Setting aside or variance
(2) On motion, the Court may set aside or vary an order
(a) by reason of a matter that arose or was discovered subsequent to the making of the order; or
(b) where the order was obtained by fraud.
The three principles Letournaeu J.A. articled were:
1) A matter pursuant to s. 399(2)(a) is a new fact discovered subsequent to the making of an order.
The matter is a fact or a matter that is new in relation to the first decision. It is also a new fact or matter that casts doubt on the whole process, on the regularity of the first decision, and on how the Federal Court really intended to dispose of the appeal on the merits.
2) Rule 399(2)(a) is an exception to the functus officio principle.
The Rule allows a judge to reconsider and alter his or her decision on account of a new matter, which, ought not to be confused with new evidence and the new evidence rule.
3) The functus officio principle does not apply strictly (and perhaps even not at all) where no further appeal lies from the decision rendered.
The logic behind this principle was articulated by Sopinka J, in the Supreme Court of Canada decision Reekie v. Messervey,  1 S.C.R. 219, when he wrote that:
In my opinion, it would be extraordinary if the Court were powerless to remedy the injustice that is conceded as present in this case. As a general principle, the rules of procedure should be the servant of substantive rights and not the master.

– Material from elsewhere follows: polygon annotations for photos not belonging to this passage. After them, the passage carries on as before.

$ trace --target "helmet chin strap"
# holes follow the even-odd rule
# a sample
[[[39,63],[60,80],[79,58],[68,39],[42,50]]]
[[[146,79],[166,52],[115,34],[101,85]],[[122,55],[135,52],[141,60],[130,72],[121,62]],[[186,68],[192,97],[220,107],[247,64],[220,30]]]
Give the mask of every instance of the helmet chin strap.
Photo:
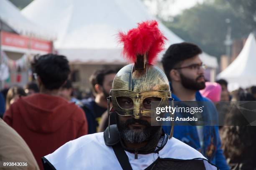
[[[172,107],[173,108],[174,107],[174,100],[173,98],[171,98],[171,99],[172,100],[172,102],[172,102]],[[171,113],[171,114],[172,114],[172,118],[174,118],[174,113],[172,112]],[[170,135],[169,135],[169,137],[168,138],[169,139],[172,139],[172,138],[173,137],[173,132],[174,130],[174,121],[172,121],[171,123],[171,132],[170,132]]]
[[[108,138],[110,138],[110,101],[111,98],[111,96],[110,95],[107,98],[108,100]]]

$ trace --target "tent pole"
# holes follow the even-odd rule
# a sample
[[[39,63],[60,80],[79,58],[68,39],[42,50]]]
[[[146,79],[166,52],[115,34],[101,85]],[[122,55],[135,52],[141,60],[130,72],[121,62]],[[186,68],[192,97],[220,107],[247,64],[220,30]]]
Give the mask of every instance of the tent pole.
[[[2,65],[2,60],[3,60],[3,56],[2,56],[2,21],[0,20],[0,69],[1,69],[1,66]],[[0,90],[2,90],[2,79],[0,78]]]

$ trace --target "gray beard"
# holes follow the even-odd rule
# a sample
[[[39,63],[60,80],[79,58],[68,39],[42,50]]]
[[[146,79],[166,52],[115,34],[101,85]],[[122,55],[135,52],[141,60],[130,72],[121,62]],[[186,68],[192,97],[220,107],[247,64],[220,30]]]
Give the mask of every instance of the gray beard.
[[[150,137],[148,133],[135,132],[133,130],[126,129],[123,132],[123,137],[125,140],[130,143],[139,143],[146,140]]]

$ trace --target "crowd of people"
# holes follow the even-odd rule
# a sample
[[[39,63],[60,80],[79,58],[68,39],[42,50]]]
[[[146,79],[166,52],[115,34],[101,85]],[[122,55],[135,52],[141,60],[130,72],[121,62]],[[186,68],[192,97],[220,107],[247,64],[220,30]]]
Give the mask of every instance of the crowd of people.
[[[208,106],[209,109],[203,114],[204,118],[207,119],[212,115],[218,115],[216,108],[219,107],[220,101],[256,100],[256,86],[247,89],[240,88],[230,92],[228,90],[228,82],[224,80],[218,80],[215,82],[206,82],[204,77],[205,65],[199,57],[202,52],[201,50],[196,45],[182,42],[171,45],[164,55],[161,62],[168,84],[166,85],[169,86],[172,98],[174,101],[210,102],[211,104]],[[158,84],[154,84],[154,81],[157,79],[157,77],[153,78],[153,82],[146,85],[146,87],[141,87],[143,85],[142,78],[138,78],[140,76],[140,74],[142,74],[141,72],[143,70],[139,68],[141,65],[138,65],[138,61],[136,67],[139,68],[136,70],[135,68],[132,71],[138,71],[137,74],[135,74],[134,77],[133,72],[129,72],[129,68],[126,66],[120,71],[110,69],[97,70],[90,78],[93,96],[79,100],[73,95],[72,82],[68,80],[70,68],[65,56],[49,54],[35,57],[31,65],[35,81],[28,83],[24,88],[14,86],[2,90],[0,93],[0,116],[3,120],[0,120],[0,158],[2,158],[0,160],[26,162],[29,165],[27,169],[31,170],[43,170],[44,168],[55,169],[53,169],[53,165],[57,169],[63,169],[61,167],[74,167],[73,169],[79,169],[83,167],[88,169],[90,167],[94,167],[95,169],[97,169],[97,167],[101,167],[95,165],[97,163],[95,160],[99,159],[97,164],[104,164],[104,162],[100,162],[102,161],[100,159],[104,156],[106,157],[106,160],[106,160],[106,163],[109,163],[112,167],[117,167],[113,168],[113,169],[120,167],[123,169],[124,165],[122,165],[118,158],[120,167],[119,164],[115,164],[116,162],[109,160],[111,156],[108,158],[110,152],[108,152],[107,149],[102,146],[105,145],[104,140],[105,144],[109,145],[108,146],[112,145],[108,142],[115,142],[108,141],[106,139],[108,135],[111,137],[115,135],[112,134],[114,132],[109,132],[114,126],[108,127],[108,125],[113,126],[117,124],[118,129],[122,132],[120,135],[123,140],[120,141],[120,145],[125,148],[131,166],[133,169],[145,169],[150,166],[152,168],[150,169],[155,169],[154,168],[156,167],[159,169],[161,169],[159,165],[159,162],[164,164],[163,160],[159,160],[158,164],[151,165],[158,157],[161,157],[161,158],[171,158],[171,155],[173,156],[173,158],[174,159],[173,160],[172,160],[171,163],[169,163],[171,166],[174,166],[176,168],[173,169],[187,169],[183,167],[179,168],[180,165],[175,164],[179,162],[177,160],[193,160],[200,158],[204,161],[202,162],[204,163],[205,169],[199,168],[202,166],[200,162],[195,163],[192,161],[189,163],[184,162],[183,165],[187,164],[187,168],[192,167],[190,169],[214,169],[211,166],[213,165],[220,170],[253,170],[256,168],[256,128],[254,126],[180,125],[175,126],[174,128],[172,126],[165,126],[162,128],[164,132],[162,132],[161,128],[148,128],[148,126],[150,127],[150,124],[148,125],[147,121],[140,119],[141,117],[147,117],[145,116],[146,115],[143,115],[146,113],[143,113],[142,111],[143,109],[135,110],[135,107],[137,107],[136,100],[131,97],[118,99],[121,96],[119,93],[115,93],[115,92],[127,86],[127,88],[125,88],[127,91],[133,89],[134,91],[137,90],[136,92],[138,94],[143,92],[141,90],[143,88],[147,89],[147,87],[152,87],[152,89],[154,90],[161,90],[159,87],[161,86],[159,85],[160,80],[158,82]],[[150,72],[150,69],[152,66],[147,67],[149,67],[147,68],[146,76],[149,76],[150,74],[153,74]],[[156,72],[156,70],[154,71]],[[138,84],[136,85],[141,86],[136,87],[133,85],[131,86],[134,87],[130,87],[126,84],[128,82],[124,80],[124,78],[130,73],[133,75],[131,76],[132,77],[128,76],[128,80],[133,79],[132,81],[135,82],[134,84],[136,83]],[[161,76],[160,74],[158,76]],[[138,78],[137,82],[134,80],[136,78]],[[147,79],[149,80],[149,78]],[[118,80],[122,81],[117,83]],[[110,95],[109,92],[113,89]],[[164,90],[168,91],[168,88]],[[124,94],[128,94],[128,92],[125,92]],[[112,102],[108,98],[111,94]],[[114,95],[116,95],[115,98],[113,98]],[[144,103],[143,100],[141,107],[146,106],[151,101],[146,100]],[[133,105],[132,107],[131,106],[131,104]],[[119,108],[117,108],[118,106]],[[135,113],[129,114],[130,108],[133,108],[134,112],[137,110],[141,115],[138,116],[138,113],[136,115]],[[120,113],[122,110],[120,108],[125,110],[122,115],[120,115],[122,114]],[[232,122],[243,118],[239,113],[232,113],[227,115],[228,117],[225,118],[226,121]],[[137,118],[137,116],[139,118]],[[133,125],[134,129],[145,126],[146,128],[145,128],[145,131],[149,131],[148,135],[146,132],[145,136],[141,135],[143,133],[141,132],[140,135],[133,133],[127,129],[125,125],[130,127],[130,124],[127,124],[127,122],[130,122],[128,121],[129,119],[128,120],[125,119],[127,118],[123,118],[131,116],[135,118],[129,120],[131,124]],[[122,122],[124,123],[122,124]],[[139,125],[141,123],[143,125]],[[109,131],[105,130],[106,129]],[[111,130],[115,131],[115,130]],[[102,140],[100,138],[101,136],[96,135],[87,135],[103,131],[104,140],[103,135]],[[154,134],[152,132],[154,132]],[[176,138],[183,142],[181,144],[176,140],[172,143],[171,142],[166,142],[164,145],[166,145],[166,147],[169,147],[168,149],[170,152],[174,152],[174,153],[172,153],[173,155],[170,153],[171,155],[166,156],[160,149],[156,150],[157,152],[151,151],[152,147],[155,149],[154,147],[156,146],[153,144],[157,144],[159,138],[165,139],[165,136],[162,134],[172,133],[174,137],[173,139]],[[69,142],[77,138],[80,139]],[[155,140],[157,140],[156,143]],[[148,143],[144,145],[142,144],[148,141],[152,141],[148,143],[153,145],[153,146],[149,146]],[[190,148],[186,148],[187,145],[182,145],[183,143],[195,149],[195,151]],[[172,148],[173,146],[177,146],[175,151]],[[88,153],[82,151],[85,150],[84,147],[88,148],[86,149]],[[131,148],[134,147],[146,150],[133,150],[131,151]],[[113,148],[116,153],[115,148]],[[182,148],[186,149],[182,150]],[[195,152],[196,150],[198,152]],[[150,153],[153,154],[153,157],[156,158],[151,161],[148,160],[151,158],[145,157],[145,161],[148,162],[140,163],[150,166],[139,166],[139,168],[136,166],[137,163],[131,160],[129,151],[134,154],[133,156],[135,155],[135,159],[138,159],[138,156],[143,157],[143,154],[148,155]],[[157,154],[158,156],[156,156]],[[184,156],[185,155],[187,156]],[[92,158],[94,157],[95,158]],[[44,166],[41,160],[43,157]],[[78,157],[80,158],[77,158]],[[78,160],[76,161],[76,159]],[[83,159],[84,160],[83,163],[76,163],[78,161],[83,162]],[[91,163],[90,160],[92,160]],[[209,165],[206,165],[205,160],[207,160]],[[131,167],[127,166],[129,168],[126,169],[130,169]]]

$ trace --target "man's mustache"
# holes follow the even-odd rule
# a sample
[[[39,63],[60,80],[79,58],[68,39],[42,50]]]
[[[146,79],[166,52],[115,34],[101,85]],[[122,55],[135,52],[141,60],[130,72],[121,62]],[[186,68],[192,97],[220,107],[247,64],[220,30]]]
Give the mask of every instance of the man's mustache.
[[[146,126],[150,126],[150,124],[147,121],[142,119],[136,119],[134,118],[128,119],[125,121],[125,125],[128,126],[130,125],[138,124],[141,125],[144,125]]]

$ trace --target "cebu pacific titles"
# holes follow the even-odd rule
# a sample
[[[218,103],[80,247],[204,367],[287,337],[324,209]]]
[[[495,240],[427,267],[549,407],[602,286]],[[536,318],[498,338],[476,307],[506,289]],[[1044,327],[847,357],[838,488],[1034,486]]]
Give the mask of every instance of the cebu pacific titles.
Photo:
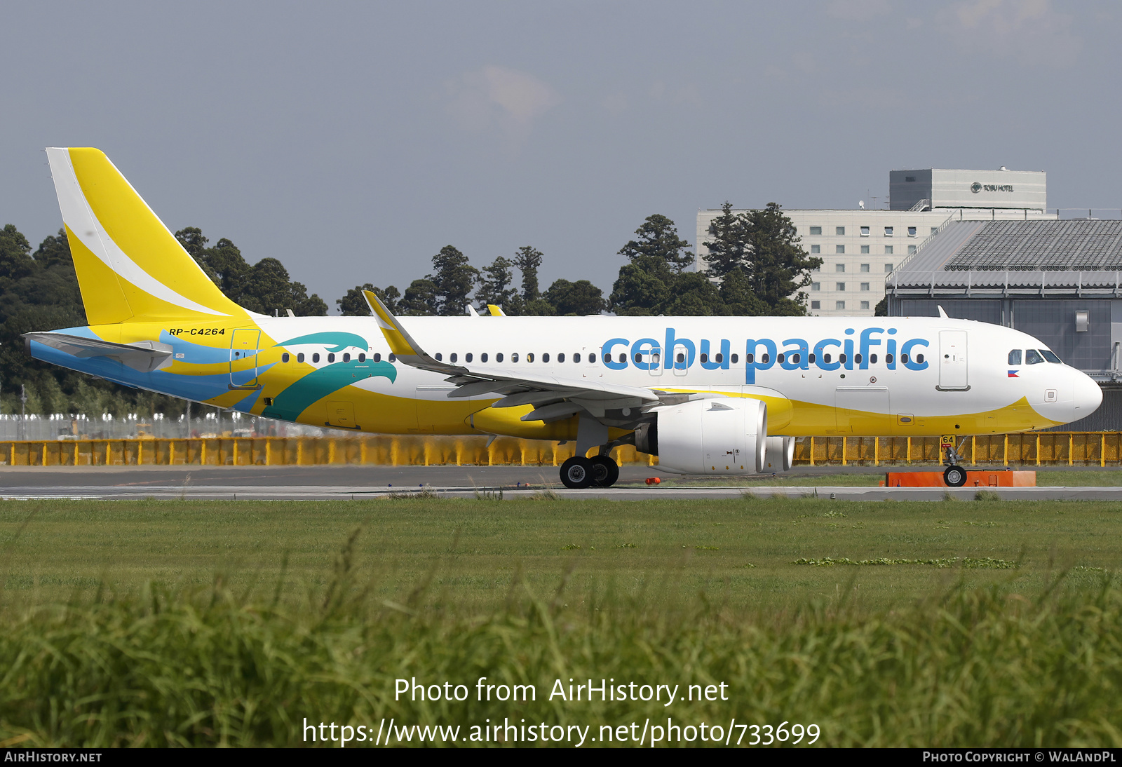
[[[27,333],[29,353],[217,407],[573,441],[561,481],[582,488],[616,481],[623,444],[663,470],[749,474],[789,468],[797,436],[1019,432],[1102,400],[1032,336],[945,315],[402,318],[367,293],[370,317],[264,316],[218,289],[104,154],[47,156],[90,324]]]

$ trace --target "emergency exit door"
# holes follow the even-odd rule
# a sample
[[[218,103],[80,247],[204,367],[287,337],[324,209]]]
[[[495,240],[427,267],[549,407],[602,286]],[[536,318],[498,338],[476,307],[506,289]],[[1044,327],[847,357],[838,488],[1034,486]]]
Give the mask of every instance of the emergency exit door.
[[[966,391],[966,331],[939,331],[939,391]]]

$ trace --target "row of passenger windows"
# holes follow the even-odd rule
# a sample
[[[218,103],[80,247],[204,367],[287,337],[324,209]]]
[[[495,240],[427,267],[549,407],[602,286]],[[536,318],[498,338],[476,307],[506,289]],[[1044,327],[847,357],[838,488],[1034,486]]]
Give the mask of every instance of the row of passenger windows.
[[[733,357],[736,357],[736,354],[734,354]],[[755,354],[748,354],[746,359],[747,359],[748,362],[755,362],[756,361],[755,357],[756,357]],[[817,362],[816,357],[817,355],[813,352],[811,352],[810,354],[807,354],[807,362],[809,362],[810,364],[813,364],[815,362]],[[779,362],[779,363],[781,363],[781,364],[783,362],[790,362],[791,364],[799,364],[799,362],[800,362],[801,359],[802,359],[802,355],[799,352],[792,352],[792,353],[787,354],[787,355],[784,355],[783,352],[780,352],[779,354],[775,355],[775,361]],[[868,355],[868,363],[870,364],[876,364],[876,360],[877,359],[879,359],[877,354],[870,354]],[[892,362],[893,362],[894,359],[895,359],[894,354],[885,354],[884,355],[884,363],[885,364],[892,364]],[[908,360],[909,360],[908,354],[901,354],[900,355],[900,362],[902,364],[908,364]],[[681,361],[681,360],[679,360],[679,361]],[[736,360],[733,360],[733,361],[735,362]],[[771,354],[767,354],[767,353],[761,354],[760,355],[760,361],[763,362],[764,364],[767,364],[769,362],[771,362]],[[830,354],[828,352],[825,353],[825,354],[822,354],[822,362],[829,364],[833,361],[834,361],[834,355],[833,354]],[[845,354],[845,353],[838,354],[838,362],[845,364],[848,361],[849,361],[849,355],[848,354]],[[858,354],[854,354],[853,355],[853,361],[856,362],[857,364],[861,364],[862,362],[865,361],[865,357],[864,357],[864,354],[859,354],[859,353]],[[923,355],[922,354],[917,354],[916,355],[916,362],[922,363],[923,362]]]
[[[1026,364],[1039,364],[1040,362],[1052,362],[1055,364],[1061,364],[1061,361],[1055,353],[1048,351],[1047,349],[1026,349],[1024,350],[1024,362]],[[1020,364],[1021,363],[1021,350],[1014,349],[1009,352],[1009,363]]]
[[[288,352],[285,352],[284,354],[280,355],[280,361],[282,362],[288,362],[291,359],[292,359],[292,354],[289,354]],[[300,352],[300,353],[296,354],[296,361],[297,362],[303,362],[305,359],[306,358],[304,357],[304,352]],[[359,362],[366,362],[366,352],[359,352],[358,357],[355,358],[355,359],[357,359]],[[371,357],[370,359],[374,360],[375,362],[381,362],[381,354],[375,353],[374,357]],[[396,360],[397,360],[396,357],[394,357],[393,354],[389,355],[389,361],[390,362],[394,362]],[[320,361],[320,352],[312,352],[312,362],[314,363],[314,362],[319,362],[319,361]],[[329,352],[328,353],[328,362],[334,362],[334,361],[335,361],[334,353],[333,352]],[[350,354],[350,352],[343,352],[343,354],[342,354],[342,361],[343,362],[350,362],[351,361],[351,354]]]
[[[436,358],[438,362],[443,362],[444,361],[444,354],[441,353],[441,352],[436,352],[435,354],[433,354],[433,357]],[[589,353],[589,354],[586,354],[585,357],[588,358],[589,362],[596,362],[596,354],[595,353]],[[495,361],[496,362],[503,362],[507,358],[506,358],[506,355],[503,352],[495,352]],[[537,359],[537,355],[534,354],[534,352],[526,352],[525,355],[519,357],[518,352],[511,352],[511,358],[509,359],[511,359],[511,362],[517,362],[519,359],[521,360],[525,360],[526,362],[533,362],[535,359]],[[542,355],[541,355],[542,362],[549,362],[550,359],[551,359],[551,357],[550,357],[549,352],[542,353]],[[488,362],[489,360],[490,360],[490,355],[487,352],[480,352],[480,354],[479,354],[479,361],[480,362]],[[557,355],[557,361],[558,362],[564,362],[564,360],[565,360],[564,352],[561,352],[560,354]],[[580,352],[577,352],[577,353],[574,353],[572,355],[572,361],[573,362],[580,362],[580,360],[581,360],[581,353]],[[459,362],[460,361],[460,355],[457,352],[452,352],[451,354],[448,355],[448,361],[449,362]],[[471,352],[466,352],[463,354],[463,361],[465,362],[472,362],[472,361],[475,361],[475,354],[472,354]]]
[[[1041,354],[1043,354],[1045,357],[1041,358],[1040,357]],[[444,361],[444,355],[441,352],[436,352],[434,354],[434,357],[436,358],[438,362],[443,362]],[[475,354],[472,354],[471,352],[467,352],[463,355],[463,361],[465,362],[471,362],[471,361],[473,361],[473,357],[475,357]],[[534,357],[535,357],[534,352],[527,352],[524,359],[525,359],[526,362],[533,362],[534,361]],[[701,357],[701,361],[702,362],[708,362],[709,361],[709,355],[708,354],[706,354],[706,353],[702,352],[700,357]],[[596,354],[595,353],[587,354],[587,358],[588,358],[589,362],[592,362],[592,363],[596,362]],[[646,354],[643,354],[642,352],[636,352],[635,353],[635,362],[643,362],[644,358],[646,358],[647,362],[659,362],[659,361],[661,361],[661,355],[660,354],[652,354],[650,352],[646,353]],[[288,362],[291,359],[292,359],[292,355],[288,352],[285,352],[284,354],[280,355],[280,361],[282,362]],[[296,361],[297,362],[303,362],[304,359],[305,359],[304,352],[300,352],[300,353],[296,354]],[[359,362],[366,362],[366,354],[360,352],[357,359],[358,359]],[[381,361],[381,354],[375,353],[370,359],[373,361],[375,361],[375,362],[380,362]],[[487,362],[488,359],[489,358],[488,358],[487,352],[482,352],[482,353],[479,354],[479,361],[480,362]],[[756,355],[755,354],[746,354],[744,359],[747,362],[755,362],[756,361]],[[783,352],[780,352],[775,357],[775,359],[780,363],[782,363],[784,361],[788,361],[791,364],[799,364],[801,355],[800,355],[799,352],[792,352],[791,354],[784,354]],[[870,362],[870,364],[876,364],[876,359],[877,359],[876,354],[870,354],[868,355],[868,362]],[[892,359],[893,359],[892,354],[885,354],[884,355],[884,361],[888,364],[892,364]],[[1045,359],[1047,359],[1049,362],[1059,362],[1059,358],[1056,357],[1055,354],[1052,354],[1050,351],[1048,351],[1046,349],[1041,349],[1039,352],[1037,352],[1036,349],[1029,349],[1028,350],[1027,360],[1028,360],[1029,364],[1034,364],[1037,362],[1043,362]],[[503,352],[496,352],[496,354],[495,354],[495,361],[496,362],[502,362],[503,360],[504,360]],[[565,360],[564,352],[561,352],[560,354],[557,355],[557,361],[558,362],[564,362],[564,360]],[[577,353],[574,353],[572,355],[572,361],[573,362],[580,362],[580,360],[581,360],[580,352],[577,352]],[[741,355],[739,354],[729,354],[728,360],[733,364],[736,364],[737,362],[741,361]],[[320,353],[319,352],[313,352],[312,353],[312,362],[314,363],[314,362],[319,362],[319,361],[320,361]],[[335,355],[333,353],[329,353],[328,354],[328,362],[334,362],[334,361],[335,361]],[[349,352],[344,352],[343,353],[342,361],[343,362],[350,362],[351,361],[351,355],[350,355]],[[390,362],[395,362],[395,361],[397,361],[397,358],[394,354],[390,354],[389,355],[389,361]],[[451,354],[448,355],[448,361],[449,362],[458,362],[459,361],[459,354],[457,352],[452,352]],[[517,362],[518,361],[518,352],[513,352],[511,354],[511,361],[512,362]],[[549,361],[550,361],[550,353],[549,352],[544,352],[542,354],[542,362],[549,362]],[[626,354],[626,352],[619,352],[619,361],[620,362],[626,362],[627,361],[627,354]],[[678,361],[678,362],[684,362],[686,361],[686,354],[682,353],[682,352],[678,352],[675,361]],[[716,353],[716,354],[712,355],[712,361],[716,362],[716,363],[718,363],[718,364],[720,364],[721,362],[725,361],[725,355],[721,354],[720,352],[718,352],[718,353]],[[771,361],[771,355],[767,354],[767,353],[761,354],[760,355],[760,361],[763,362],[764,364],[767,364]],[[816,361],[815,354],[813,353],[807,354],[807,361],[810,362],[811,364],[813,364],[815,361]],[[828,353],[827,354],[822,354],[822,361],[827,362],[827,363],[833,362],[834,361],[833,354],[828,354]],[[845,363],[847,361],[846,354],[844,354],[844,353],[843,354],[838,354],[838,361],[842,362],[842,363]],[[857,364],[861,364],[862,361],[863,361],[863,358],[862,358],[861,354],[854,354],[853,355],[853,361],[856,362]],[[900,361],[903,364],[908,364],[908,354],[901,354],[900,355]],[[917,354],[916,355],[916,361],[917,362],[922,362],[923,361],[923,355],[922,354]],[[1013,351],[1009,352],[1009,363],[1010,364],[1020,364],[1021,363],[1021,350],[1020,349],[1014,349]]]

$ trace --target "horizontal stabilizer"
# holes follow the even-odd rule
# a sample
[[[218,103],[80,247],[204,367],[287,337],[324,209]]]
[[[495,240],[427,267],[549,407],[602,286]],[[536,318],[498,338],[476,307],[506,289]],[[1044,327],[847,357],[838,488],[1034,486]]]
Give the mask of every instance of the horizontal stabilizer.
[[[151,372],[171,360],[172,346],[157,341],[113,343],[65,333],[24,333],[25,343],[36,341],[72,357],[108,357],[140,372]]]

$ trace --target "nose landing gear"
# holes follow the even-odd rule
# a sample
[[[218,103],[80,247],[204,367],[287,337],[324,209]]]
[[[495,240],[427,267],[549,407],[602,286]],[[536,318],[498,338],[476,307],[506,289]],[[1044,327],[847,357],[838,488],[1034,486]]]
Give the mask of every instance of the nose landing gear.
[[[966,437],[963,437],[963,443],[966,442]],[[966,484],[966,470],[958,465],[962,456],[955,449],[955,435],[947,434],[940,441],[940,447],[946,455],[947,468],[942,471],[942,481],[947,483],[948,488],[960,488]],[[962,445],[959,445],[962,446]]]
[[[608,455],[573,455],[561,464],[561,484],[572,490],[610,488],[619,479],[619,464]]]

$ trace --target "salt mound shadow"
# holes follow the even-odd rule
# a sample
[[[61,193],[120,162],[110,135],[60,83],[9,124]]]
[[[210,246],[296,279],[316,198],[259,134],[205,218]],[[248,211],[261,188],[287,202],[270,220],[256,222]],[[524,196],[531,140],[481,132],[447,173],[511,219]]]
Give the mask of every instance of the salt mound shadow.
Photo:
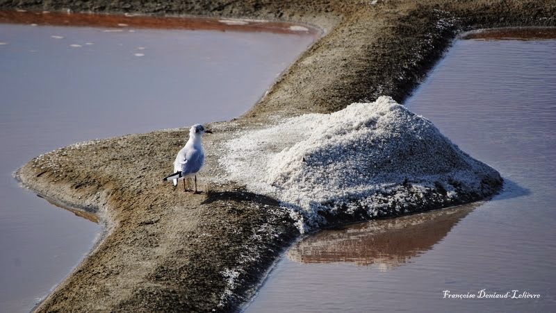
[[[386,96],[241,133],[226,147],[231,179],[281,201],[302,232],[468,203],[502,182]]]

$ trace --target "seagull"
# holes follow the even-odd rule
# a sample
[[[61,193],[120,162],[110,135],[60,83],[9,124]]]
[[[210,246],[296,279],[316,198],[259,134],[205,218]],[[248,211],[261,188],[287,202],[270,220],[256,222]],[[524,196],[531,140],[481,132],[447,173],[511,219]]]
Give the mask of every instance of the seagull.
[[[201,146],[201,136],[204,134],[212,134],[213,132],[208,130],[201,124],[195,124],[189,130],[189,140],[181,150],[178,152],[176,160],[174,161],[174,171],[172,175],[169,175],[163,179],[163,181],[172,180],[174,185],[177,186],[178,180],[183,180],[183,191],[186,190],[186,178],[195,176],[195,192],[197,194],[197,172],[201,169],[204,163],[204,152]]]

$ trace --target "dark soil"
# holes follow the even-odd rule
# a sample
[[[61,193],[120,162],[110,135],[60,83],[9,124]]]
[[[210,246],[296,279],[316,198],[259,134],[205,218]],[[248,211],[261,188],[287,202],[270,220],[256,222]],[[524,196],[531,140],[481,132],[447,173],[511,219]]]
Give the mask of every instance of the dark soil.
[[[270,117],[329,112],[379,95],[402,101],[462,31],[556,25],[555,1],[377,2],[0,0],[0,8],[246,17],[323,30],[250,112],[210,126],[215,133],[206,138],[201,177],[212,181],[227,131],[256,127]],[[234,311],[252,295],[299,234],[275,201],[241,186],[213,184],[208,194],[194,195],[163,184],[187,132],[66,147],[18,171],[37,192],[106,223],[103,239],[38,311]]]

…functus officio. This rule was developed to achieve a finality of proceedings which were subject to a full appeal: see Chandler v. Alberta Association of Architects,  2 S.C.R. 848. Its narrow scope may be appropriate when applied to judgments which can be corrected on appeal, but is inappropriate to decisions of this Court which are not subject to appeal.
This FCA decision will accordingly likely stand for the proposition that while a Federal Court decision regarding a Citizenship Judge’s actions is not appealable, there are avenues to ensure that justice can prevail where previously unknown matters emerge.